How to run Data Quality checks with `Soda`

The blipdataforge library allows you to run Data Quality checks over your Spark DataFrame (or SQL table) using the power of the Soda library.

With Data Quality checks you can be sure that you are delivering good quality data to your product/client. Also, with Data Quality checks you normally get a higher standardization of your data, and with that, you essentially face less risks and barriers in your data journey.

To run Data Quality checks with the blipdataforge library, you need:

To write inside a string the quality checks you want to execute, using the Soda Checks Language (SodaCL);
Define a scan definition name, which will be used as partition of the results table, and to aggregate scans of the same context;
Run the quality checks by calling the run_quality_checks() function of the DataPlatform class, passing the checks string and scan definition name;

If some Data Quality check discover an issue (or inconsistency) in your data, a message will be printed to the console.

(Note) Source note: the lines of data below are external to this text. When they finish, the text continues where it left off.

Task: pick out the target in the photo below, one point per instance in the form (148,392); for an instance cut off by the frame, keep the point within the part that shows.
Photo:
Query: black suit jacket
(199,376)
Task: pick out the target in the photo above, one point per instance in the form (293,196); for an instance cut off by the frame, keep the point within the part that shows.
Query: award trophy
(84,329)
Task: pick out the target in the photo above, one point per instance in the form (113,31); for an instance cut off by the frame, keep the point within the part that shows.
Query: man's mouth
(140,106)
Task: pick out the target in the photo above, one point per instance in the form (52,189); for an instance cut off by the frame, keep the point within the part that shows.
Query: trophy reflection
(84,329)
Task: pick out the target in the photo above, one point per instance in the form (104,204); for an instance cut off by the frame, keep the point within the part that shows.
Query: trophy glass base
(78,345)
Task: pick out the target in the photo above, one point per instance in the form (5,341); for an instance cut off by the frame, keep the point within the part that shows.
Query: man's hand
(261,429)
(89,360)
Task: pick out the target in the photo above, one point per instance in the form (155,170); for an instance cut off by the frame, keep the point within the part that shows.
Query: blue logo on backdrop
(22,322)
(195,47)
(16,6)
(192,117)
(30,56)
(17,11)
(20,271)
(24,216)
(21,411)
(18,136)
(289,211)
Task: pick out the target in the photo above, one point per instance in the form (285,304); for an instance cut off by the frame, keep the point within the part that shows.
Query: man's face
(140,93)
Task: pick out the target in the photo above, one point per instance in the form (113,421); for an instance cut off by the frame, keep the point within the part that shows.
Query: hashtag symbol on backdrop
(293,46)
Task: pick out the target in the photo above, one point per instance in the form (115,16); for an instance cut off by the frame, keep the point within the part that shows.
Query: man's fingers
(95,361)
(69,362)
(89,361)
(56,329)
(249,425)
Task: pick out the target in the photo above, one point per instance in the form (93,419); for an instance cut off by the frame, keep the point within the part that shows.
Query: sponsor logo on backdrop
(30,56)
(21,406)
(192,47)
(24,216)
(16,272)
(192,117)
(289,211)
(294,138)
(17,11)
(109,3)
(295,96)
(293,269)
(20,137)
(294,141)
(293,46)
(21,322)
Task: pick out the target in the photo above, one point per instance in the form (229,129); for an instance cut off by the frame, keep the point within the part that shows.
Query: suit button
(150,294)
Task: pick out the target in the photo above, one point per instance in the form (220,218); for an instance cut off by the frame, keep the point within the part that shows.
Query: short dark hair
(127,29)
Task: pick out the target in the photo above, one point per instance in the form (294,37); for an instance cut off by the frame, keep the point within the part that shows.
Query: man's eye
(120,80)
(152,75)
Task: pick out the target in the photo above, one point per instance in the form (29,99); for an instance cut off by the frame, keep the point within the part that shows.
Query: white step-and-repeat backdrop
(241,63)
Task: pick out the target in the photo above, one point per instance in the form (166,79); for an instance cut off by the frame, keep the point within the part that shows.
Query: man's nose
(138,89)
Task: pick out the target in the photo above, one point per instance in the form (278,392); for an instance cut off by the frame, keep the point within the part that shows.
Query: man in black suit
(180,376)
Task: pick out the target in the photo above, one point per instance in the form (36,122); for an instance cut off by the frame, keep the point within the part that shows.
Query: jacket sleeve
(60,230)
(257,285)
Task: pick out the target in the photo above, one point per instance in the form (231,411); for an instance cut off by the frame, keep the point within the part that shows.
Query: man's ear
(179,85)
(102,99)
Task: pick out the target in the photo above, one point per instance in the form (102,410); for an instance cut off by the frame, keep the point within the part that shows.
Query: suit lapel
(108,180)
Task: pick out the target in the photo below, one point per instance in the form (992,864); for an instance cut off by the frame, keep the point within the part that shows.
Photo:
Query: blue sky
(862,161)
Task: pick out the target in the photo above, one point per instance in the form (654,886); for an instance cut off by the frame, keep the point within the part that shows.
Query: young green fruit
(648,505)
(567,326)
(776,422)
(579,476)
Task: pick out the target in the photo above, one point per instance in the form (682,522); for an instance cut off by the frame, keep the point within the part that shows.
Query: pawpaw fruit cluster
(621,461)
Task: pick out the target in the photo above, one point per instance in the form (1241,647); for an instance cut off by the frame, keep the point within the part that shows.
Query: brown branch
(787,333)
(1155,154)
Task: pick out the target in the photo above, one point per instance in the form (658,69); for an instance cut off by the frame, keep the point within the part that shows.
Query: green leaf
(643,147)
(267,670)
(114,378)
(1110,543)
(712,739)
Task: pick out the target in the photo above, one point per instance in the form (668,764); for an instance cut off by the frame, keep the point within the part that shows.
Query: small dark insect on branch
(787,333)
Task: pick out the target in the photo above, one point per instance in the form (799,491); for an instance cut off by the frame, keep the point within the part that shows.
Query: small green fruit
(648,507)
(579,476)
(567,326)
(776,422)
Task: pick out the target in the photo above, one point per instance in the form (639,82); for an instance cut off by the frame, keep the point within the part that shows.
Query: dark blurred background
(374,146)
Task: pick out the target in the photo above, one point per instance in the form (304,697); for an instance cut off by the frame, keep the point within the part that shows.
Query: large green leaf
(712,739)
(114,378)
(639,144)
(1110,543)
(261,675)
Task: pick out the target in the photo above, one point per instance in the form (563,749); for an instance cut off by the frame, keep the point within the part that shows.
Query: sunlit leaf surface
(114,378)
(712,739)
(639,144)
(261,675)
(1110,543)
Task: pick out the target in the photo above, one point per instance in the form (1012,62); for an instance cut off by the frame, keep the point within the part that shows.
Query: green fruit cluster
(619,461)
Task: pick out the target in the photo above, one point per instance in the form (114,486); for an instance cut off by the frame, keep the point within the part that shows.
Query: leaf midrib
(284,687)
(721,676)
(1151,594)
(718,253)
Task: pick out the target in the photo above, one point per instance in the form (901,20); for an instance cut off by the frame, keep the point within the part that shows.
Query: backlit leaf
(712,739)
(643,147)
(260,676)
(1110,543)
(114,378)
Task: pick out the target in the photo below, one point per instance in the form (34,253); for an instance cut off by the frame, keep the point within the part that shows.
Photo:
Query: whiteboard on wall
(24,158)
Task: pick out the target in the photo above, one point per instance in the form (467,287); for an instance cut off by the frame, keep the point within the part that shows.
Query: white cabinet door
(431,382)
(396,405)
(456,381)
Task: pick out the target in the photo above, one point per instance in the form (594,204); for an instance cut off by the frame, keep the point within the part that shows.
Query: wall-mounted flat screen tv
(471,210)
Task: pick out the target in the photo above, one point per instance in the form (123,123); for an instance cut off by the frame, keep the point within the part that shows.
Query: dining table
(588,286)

You can then inspect what went wrong by looking at these check results that are printed to your screen. Or, you can also look into the queries column of the <domain_catalog>.blipdataforge.quality_checks_results table that is available in Databricks (through Unity Catalog), and run the failing queries to get the records that caused the failure of the checks.

Introduction

Maintaining impeccable data quality within our Delta Lake tables is pivotal for robust analytics and informed decision-making. Guaranteeing the accuracy, completeness, and consistency of data stored in Delta Lake tables is fundamental to fortify the integrity of information, reducing the likelihood of errors and ensuring reliability for downstream analytics and applications.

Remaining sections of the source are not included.